11.45am
WASHINGTON - The team assembled by the Pentagon to reinvigorate the hunt for Iraq's alleged weapons of mass destruction includes dozens of former UN arms inspectors and a big intelligence component, US officials said on Monday.
The Iraq Survey Group will take charge as early as this Saturday of the search for Iraqi chemical and biological weapons and evidence of a nuclear arms development programme.
It will replace the US military's 75th Exploitation Task Force, which has failed to find any banned weapons and officials said it would take a more investigative approach.
President George W Bush cited Iraq's alleged stockpiles of such weapons as justification for toppling President Saddam Hussein.

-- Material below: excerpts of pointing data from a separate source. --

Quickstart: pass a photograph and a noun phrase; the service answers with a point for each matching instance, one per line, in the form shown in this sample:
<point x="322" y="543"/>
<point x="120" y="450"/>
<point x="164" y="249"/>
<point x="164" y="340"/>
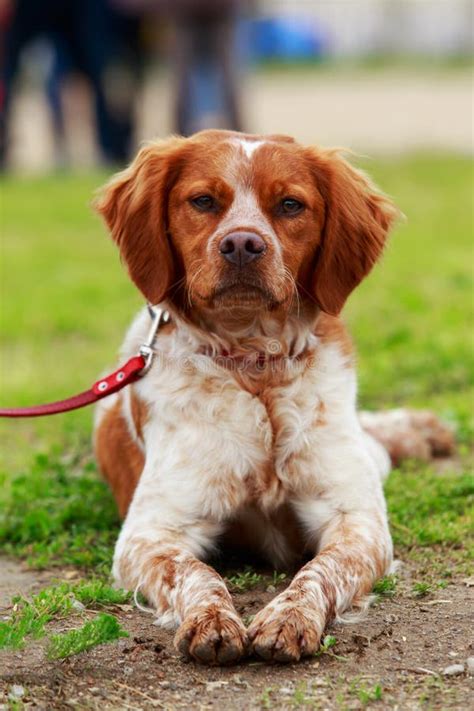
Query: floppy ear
<point x="134" y="206"/>
<point x="357" y="222"/>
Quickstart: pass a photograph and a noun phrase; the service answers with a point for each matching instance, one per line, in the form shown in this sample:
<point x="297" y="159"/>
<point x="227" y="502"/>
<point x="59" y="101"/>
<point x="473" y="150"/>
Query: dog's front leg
<point x="355" y="550"/>
<point x="159" y="558"/>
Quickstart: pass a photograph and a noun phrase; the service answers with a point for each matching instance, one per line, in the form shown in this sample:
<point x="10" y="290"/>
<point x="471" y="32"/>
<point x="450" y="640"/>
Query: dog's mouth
<point x="242" y="295"/>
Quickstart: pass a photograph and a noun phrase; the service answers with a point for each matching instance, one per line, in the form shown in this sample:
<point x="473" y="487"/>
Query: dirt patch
<point x="394" y="658"/>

The failure to find weapons has prompted critics to suggest Bush exaggerated intelligence reports about them.
While the United States opposes a UN role in the hunt, up to 50 former UN weapons inspectors who worked in the effort in Iraq over the past 12 years have been recruited to join the Iraq Survey Group, said a defence official.
The official, speaking on condition of anonymity, did not identify the inspectors, but called them "individuals who have unique expertise that we certainly could use."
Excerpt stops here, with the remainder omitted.